Says Cloran, the project validates the international networking of the Citadel in Hadestown, Six, and most recently Peter Pan Goes Wrong, all currently running on Broadway. As Cloran explains, the Irish singer-songwriter Flannery was interested in building his concept album Evening Train into a play. “He was talking to his musician friend Anaïs Mitchell (the creator and composer of Hadestown) about how to do that. And she said ‘call the Citadel’,” he laughs.

“Because so many companies in Edmonton develop great new work on small stage, or at the Fringe, or at the 200-seat level,” Collider “is us trying to figure out what we can offer playwrights.” The question it addresses is “how to create work for a large stage” (both the Maclab and the Shoctor, for example, are 700-seat houses).

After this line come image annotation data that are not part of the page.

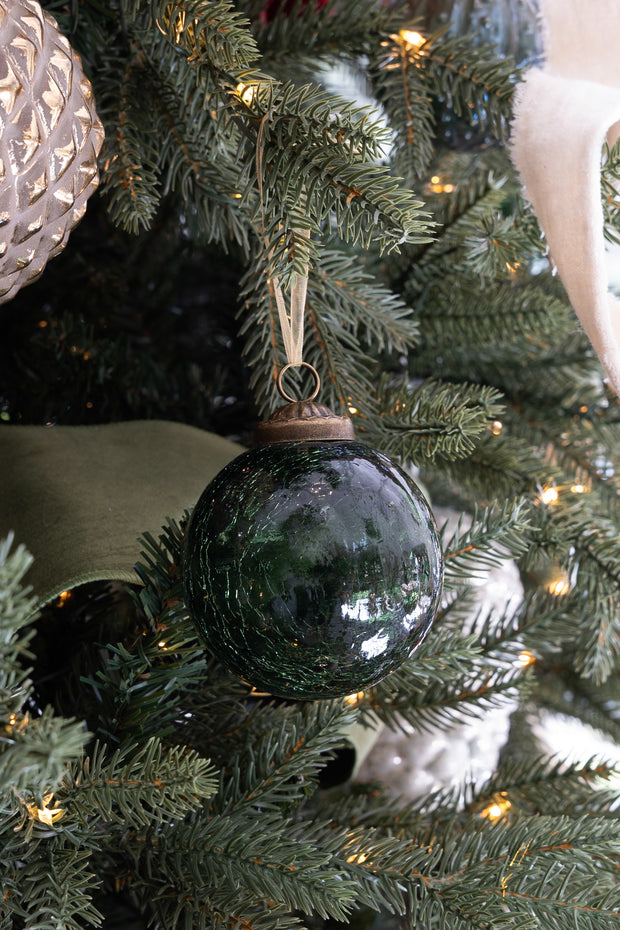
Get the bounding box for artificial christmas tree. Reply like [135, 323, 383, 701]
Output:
[0, 0, 620, 930]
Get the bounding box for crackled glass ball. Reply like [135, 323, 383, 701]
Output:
[184, 441, 443, 700]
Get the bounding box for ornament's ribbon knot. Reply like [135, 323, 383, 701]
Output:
[256, 114, 310, 367]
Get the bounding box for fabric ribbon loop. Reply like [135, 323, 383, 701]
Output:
[256, 115, 310, 367]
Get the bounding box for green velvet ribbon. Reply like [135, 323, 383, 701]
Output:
[0, 420, 243, 607]
[0, 420, 382, 768]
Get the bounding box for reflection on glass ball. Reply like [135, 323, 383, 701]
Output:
[184, 441, 443, 699]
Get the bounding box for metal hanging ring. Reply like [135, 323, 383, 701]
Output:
[276, 362, 321, 404]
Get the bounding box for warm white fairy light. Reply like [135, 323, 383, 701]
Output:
[235, 81, 257, 106]
[545, 575, 570, 597]
[480, 796, 512, 823]
[26, 791, 65, 827]
[344, 691, 366, 707]
[540, 487, 560, 504]
[398, 29, 426, 50]
[515, 649, 536, 668]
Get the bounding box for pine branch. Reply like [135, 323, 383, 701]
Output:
[253, 0, 398, 70]
[369, 36, 435, 184]
[422, 34, 519, 139]
[372, 659, 527, 732]
[56, 738, 217, 829]
[240, 243, 416, 422]
[101, 49, 160, 234]
[470, 756, 618, 818]
[0, 844, 103, 930]
[373, 377, 502, 464]
[441, 498, 536, 585]
[131, 0, 259, 73]
[86, 523, 205, 743]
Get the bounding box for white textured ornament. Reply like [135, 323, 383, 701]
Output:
[0, 0, 103, 303]
[512, 0, 620, 394]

“What does it need to live on a big stage? Does it have to have a cast of 20? A giant set? What do audiences expect when they come into a big theatre?” There is no one answer, witness the success of Mieko Ouchi’s solo play Burning Mom, on the (very large) mainstage at the Royal Manitoba Theatre Centre, “on a big, beautiful, transformational set,” as Cloran puts it.

playwright Collin Doyle

The Takeoff, which gets a reading Saturday night directed by Dave Horak, is a 10-actor play by Edmonton star playwright Collin Doyle. His stellar archive includes such intense, darkly humorous relationship dysfunction plays as The Mighty Carlins, Let The Light of Day Through, Terry and the Dog — all of them for small casts. Collider is a chance for creation on  a larger scale. Cloran describes it as “a lovely script….. A great intertwined narrative about families, couples, finding love later in life.”

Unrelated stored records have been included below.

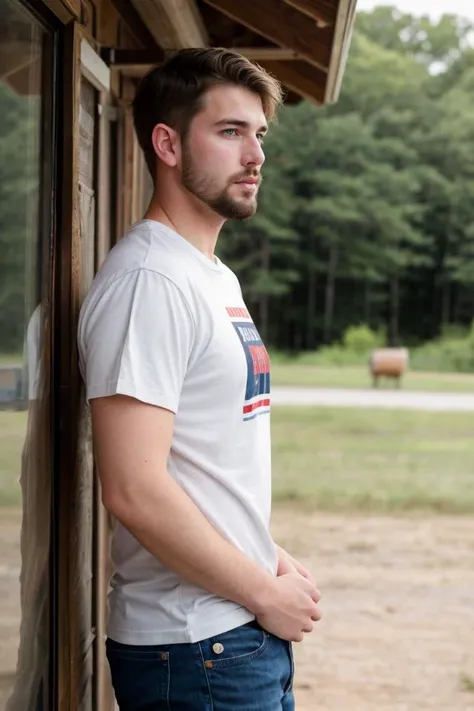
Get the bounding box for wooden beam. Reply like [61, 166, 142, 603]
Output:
[237, 47, 301, 62]
[285, 0, 337, 27]
[129, 0, 209, 49]
[101, 47, 301, 71]
[324, 0, 357, 104]
[205, 0, 332, 71]
[112, 0, 156, 48]
[260, 61, 326, 104]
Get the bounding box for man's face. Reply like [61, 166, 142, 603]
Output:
[181, 85, 267, 220]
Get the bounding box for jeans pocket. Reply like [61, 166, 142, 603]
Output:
[201, 623, 269, 669]
[106, 639, 170, 711]
[284, 642, 295, 694]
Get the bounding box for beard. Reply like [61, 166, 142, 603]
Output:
[181, 145, 258, 220]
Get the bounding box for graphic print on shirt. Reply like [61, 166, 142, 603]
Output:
[227, 306, 270, 420]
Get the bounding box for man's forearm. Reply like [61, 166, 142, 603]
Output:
[109, 474, 275, 614]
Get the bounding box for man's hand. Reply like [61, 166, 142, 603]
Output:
[255, 570, 321, 642]
[276, 546, 314, 583]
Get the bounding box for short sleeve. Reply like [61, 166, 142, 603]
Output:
[79, 269, 194, 413]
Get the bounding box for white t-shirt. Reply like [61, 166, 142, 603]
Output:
[78, 220, 277, 644]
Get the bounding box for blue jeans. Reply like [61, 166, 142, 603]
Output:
[106, 622, 295, 711]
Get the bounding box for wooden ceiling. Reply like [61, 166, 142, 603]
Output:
[108, 0, 357, 104]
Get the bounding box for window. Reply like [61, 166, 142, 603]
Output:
[0, 0, 53, 711]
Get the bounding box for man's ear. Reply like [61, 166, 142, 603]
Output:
[151, 123, 180, 168]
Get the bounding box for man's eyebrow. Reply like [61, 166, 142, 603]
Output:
[215, 118, 268, 133]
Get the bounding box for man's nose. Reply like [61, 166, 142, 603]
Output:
[242, 138, 265, 166]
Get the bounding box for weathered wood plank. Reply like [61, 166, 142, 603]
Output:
[205, 0, 332, 71]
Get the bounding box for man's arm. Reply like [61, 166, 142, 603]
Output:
[275, 544, 314, 582]
[91, 395, 320, 641]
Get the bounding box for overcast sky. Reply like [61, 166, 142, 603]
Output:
[357, 0, 474, 20]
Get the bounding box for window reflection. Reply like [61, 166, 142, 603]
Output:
[0, 0, 52, 711]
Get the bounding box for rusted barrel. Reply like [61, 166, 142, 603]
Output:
[369, 348, 409, 387]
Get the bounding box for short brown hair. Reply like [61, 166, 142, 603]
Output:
[133, 48, 283, 178]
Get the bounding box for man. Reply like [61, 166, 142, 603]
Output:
[79, 49, 320, 711]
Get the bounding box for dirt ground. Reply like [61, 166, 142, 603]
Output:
[273, 510, 474, 711]
[0, 509, 474, 711]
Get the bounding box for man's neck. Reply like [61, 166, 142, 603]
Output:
[144, 195, 225, 260]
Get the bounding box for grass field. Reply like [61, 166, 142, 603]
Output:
[0, 407, 474, 513]
[272, 361, 474, 393]
[272, 407, 474, 513]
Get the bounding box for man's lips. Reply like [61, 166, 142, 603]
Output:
[237, 178, 260, 186]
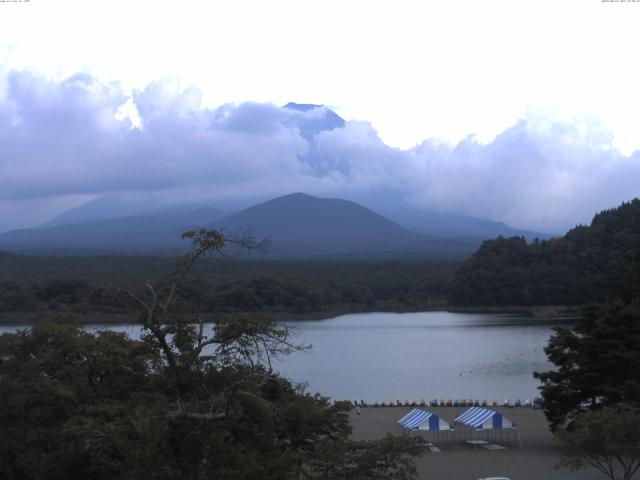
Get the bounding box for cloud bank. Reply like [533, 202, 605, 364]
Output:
[0, 71, 640, 232]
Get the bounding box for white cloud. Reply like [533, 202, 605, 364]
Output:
[0, 71, 640, 231]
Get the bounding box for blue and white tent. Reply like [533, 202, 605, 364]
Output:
[454, 407, 516, 430]
[398, 408, 453, 432]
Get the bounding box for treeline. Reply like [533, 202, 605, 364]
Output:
[448, 199, 640, 305]
[0, 254, 459, 318]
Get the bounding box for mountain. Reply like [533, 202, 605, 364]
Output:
[0, 193, 479, 259]
[216, 193, 421, 256]
[449, 199, 640, 305]
[0, 207, 223, 254]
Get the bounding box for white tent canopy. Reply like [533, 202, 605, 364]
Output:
[454, 407, 516, 430]
[398, 408, 453, 432]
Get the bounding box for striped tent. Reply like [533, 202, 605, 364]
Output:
[454, 407, 516, 430]
[398, 408, 452, 432]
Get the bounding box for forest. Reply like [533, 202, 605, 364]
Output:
[0, 253, 459, 322]
[448, 199, 640, 306]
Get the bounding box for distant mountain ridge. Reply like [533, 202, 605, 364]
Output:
[449, 198, 640, 305]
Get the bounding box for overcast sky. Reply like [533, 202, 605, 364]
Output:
[0, 0, 640, 231]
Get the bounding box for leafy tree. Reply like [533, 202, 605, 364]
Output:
[534, 301, 640, 430]
[558, 405, 640, 480]
[0, 230, 424, 480]
[448, 199, 640, 305]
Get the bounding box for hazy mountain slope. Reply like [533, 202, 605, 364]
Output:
[0, 208, 222, 253]
[0, 193, 480, 259]
[216, 193, 479, 258]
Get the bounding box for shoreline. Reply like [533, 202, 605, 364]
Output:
[349, 406, 602, 480]
[0, 304, 582, 325]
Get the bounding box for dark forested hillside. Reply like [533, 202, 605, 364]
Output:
[449, 199, 640, 305]
[0, 252, 459, 322]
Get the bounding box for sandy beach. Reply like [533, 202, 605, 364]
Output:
[351, 407, 604, 480]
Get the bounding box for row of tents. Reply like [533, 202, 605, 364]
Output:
[398, 407, 521, 444]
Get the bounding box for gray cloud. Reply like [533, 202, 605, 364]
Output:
[0, 72, 640, 231]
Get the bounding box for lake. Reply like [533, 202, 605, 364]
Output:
[0, 312, 570, 403]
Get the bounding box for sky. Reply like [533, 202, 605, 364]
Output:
[0, 0, 640, 232]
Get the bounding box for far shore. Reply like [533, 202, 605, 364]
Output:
[349, 407, 602, 480]
[0, 304, 582, 325]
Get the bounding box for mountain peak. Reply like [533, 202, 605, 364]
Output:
[284, 102, 324, 112]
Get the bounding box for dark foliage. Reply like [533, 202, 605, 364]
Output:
[0, 254, 458, 315]
[449, 199, 640, 305]
[535, 301, 640, 430]
[0, 230, 424, 480]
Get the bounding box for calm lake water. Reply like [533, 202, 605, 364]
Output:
[0, 312, 569, 402]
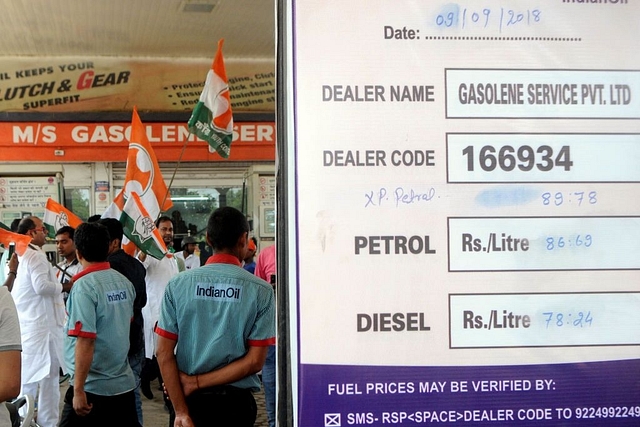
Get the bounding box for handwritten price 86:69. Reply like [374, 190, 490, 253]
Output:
[547, 234, 593, 251]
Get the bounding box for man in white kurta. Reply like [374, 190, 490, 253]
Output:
[138, 216, 184, 399]
[11, 217, 71, 427]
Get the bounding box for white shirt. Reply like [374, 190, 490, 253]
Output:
[142, 255, 178, 359]
[11, 245, 66, 384]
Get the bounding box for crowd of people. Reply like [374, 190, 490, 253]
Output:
[0, 207, 275, 427]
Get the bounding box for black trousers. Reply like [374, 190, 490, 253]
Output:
[169, 385, 258, 427]
[59, 386, 140, 427]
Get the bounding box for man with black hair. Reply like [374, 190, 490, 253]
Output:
[56, 225, 82, 301]
[98, 218, 147, 425]
[56, 225, 82, 283]
[138, 216, 184, 399]
[60, 223, 139, 427]
[11, 216, 72, 427]
[156, 207, 275, 427]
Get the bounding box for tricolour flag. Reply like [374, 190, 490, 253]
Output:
[0, 228, 31, 255]
[42, 197, 82, 236]
[189, 39, 233, 158]
[120, 193, 167, 259]
[112, 107, 173, 218]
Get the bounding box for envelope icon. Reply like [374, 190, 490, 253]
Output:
[324, 414, 342, 427]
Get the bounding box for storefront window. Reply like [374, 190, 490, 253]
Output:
[165, 187, 246, 237]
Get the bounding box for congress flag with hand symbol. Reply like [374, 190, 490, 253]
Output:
[120, 193, 167, 259]
[189, 39, 233, 159]
[42, 197, 82, 237]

“We’re engaged with the Collider plays all in different ways,” says Cloran of the Citadel’s new play development wing headed by playwright/director Mieko Ouchi.” Just Like Paris, by Jamaica-born Toronto-based Marcia Johnson, is a commission from an idea the actor-playwright pitched a year ago. Set in 1943, it follows a Jamaican nurse who ends up in Lethbridge, home of the largest German prisoner-of-war camp in the country. Patricia Darbasie directs the Sunday 2 p.m. reading.

Blow Your House Down by Edmonton’s Louise Casemore had development time in the Citadel’s Playwrights Lab and Punctuate! Theatre’s Playwrights Unit. It populates the stage with real estate heavy hitters, gathering to speculate and whisper about the workplace and a developing industry scandal. “Hilarity and havoc,” as billed, ensue. Cloran directs Sunday night’s reading.

“None of them are guaranteed to hit our stage,” he says of the four new plays getting Collider one-off readings. “But all are of legitimate interest to us for future production.” And festival also includes workshops and panel discussions for theatre makers (see citadeltheatre.com for a full schedule).

“Our goal was to be  a hotbed of new play activity.… And it seems to be working. Artistic directors are coming to town; people who love the excitement of new play development will want to get themselves to Edmonton for the weekend.”

PREVIEW

Collider Festival 2023

Theatre: Citadel

Running: Thursday through Sunday, with Prison Dancer continuing its run through May 28, and First Métis Man of Odesa through May 13.

Tickets and full schedule: citadeltheatre.com.